Ji Ning drifted, his body no larger than a mortal, his divine power suppressed and sealed. The loneliness was not a passive ache but an active, gnawing pressure against his Dao-heart. He would meditate, his mind sinking into the Dripping Sutra, but the lack of environmental feedback made his insights feel hollow, like practicing calligraphy on water. He would train his sword, his movements precise, but the blade cut only dust.
The void had no ears, no eyes. It was a vast, uncaring womb of nothingness, and for a being of action like Ji Ning, it was the closest thing to hell.
He thought of them constantly. His father, Ji Yichuan, whose cold silence was the only language of love he had ever needed. His mother, Yuchi Snow, whose gentle warmth was the home he always fought to return to. Uncle White. Autumn Leaf. The steaming scent of their meals back in the Western Prefecture, the sound of the wind through the Yan Mountains. These were his anchors, the memories that prevented his Dao-heart from drifting into the same desolate emptiness as the space around him.
But the universe was not content to let him have even that peace.
As the centuries crept by, a new, more insidious enemy arrived. The Karmic Sin Flames. Unbidden by any tribulation, the accumulated sin of his massacres—of beings whose true names he had already forgotten—ignited within his soul. It had no source, no trigger. It simply was, a slow, inexorable cremation of his spirit from the inside. It was not a punishment from the Three Realms; it was a stain he had carried with him into the void, and now, in the stillness, it was demanding payment.
At first, it was a prickle of heat. Then a burn. Then a roaring, mind-scouring inferno that flayed his consciousness raw, an agony that had no physical form and thus no physical limit. The pain did not come in waves; it came as a state of being.
Ji Ning would clench his fists in the darkness, his teeth grinding, his forehead beaded with cold sweat that evaporated instantly in the cosmic chill. He did not roar. He did not rage at the heavens. He bore it. Day after day, year after year, he breathed through the fire, his mind retreating deeper and deeper into a single, crystalline image: the face of his mother, smiling, the morning he had left for the Swallow Mountain.
He was not trying to overcome the Karmic Sin. He was learning to coexist with it. To let it burn, and to remain unburned.
And then, something began to change.
The pain, instead of breaking his spirit, began to forge it. The walls of his consciousness, charred away, left behind a core of something harder. The fire, which had once been a foreign torment, began to feel… integrated. He could taste it, touch it, mold it. The Karmic Hellfire, instead of destroying his soul, became an extension of his will.

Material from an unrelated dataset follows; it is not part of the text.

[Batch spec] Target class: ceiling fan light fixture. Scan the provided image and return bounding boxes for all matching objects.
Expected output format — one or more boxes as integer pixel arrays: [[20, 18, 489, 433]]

It was in that moment of subtle victory that a realization struck him like a thunderbolt from the clear blue.
This was not a prison.
This was a hidden door.
He had been trying to navigate the Realm of Annihilation using the logic of the Three Realms. The Dao of Spacetime, the Heavenly Daos, the Grand Daos—they were all laws written for a universe that existed. But the Realm of Annihilation was not a place of existence. It was a place of absence.

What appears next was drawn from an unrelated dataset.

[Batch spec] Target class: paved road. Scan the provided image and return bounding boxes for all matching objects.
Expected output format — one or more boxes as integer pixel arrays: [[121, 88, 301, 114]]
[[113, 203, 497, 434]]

If he abandoned the search for laws… if he acknowledged the emptiness… then the emptiness itself became the path.
He could not travel through the void. He had to travel as the void.
A light, unbidden, kindled in the depths of his soul. It was not the light of a star or a treasure. It was a light of pure understanding, a spatial resonance that was not a destination but a state of being.
Ji Ning opened his eyes. There was no longer panic in them. No longer frustration. Only a quiet, profound certainty.
Three hundred years. He had entered as a prisoner. He was about to exit as a master.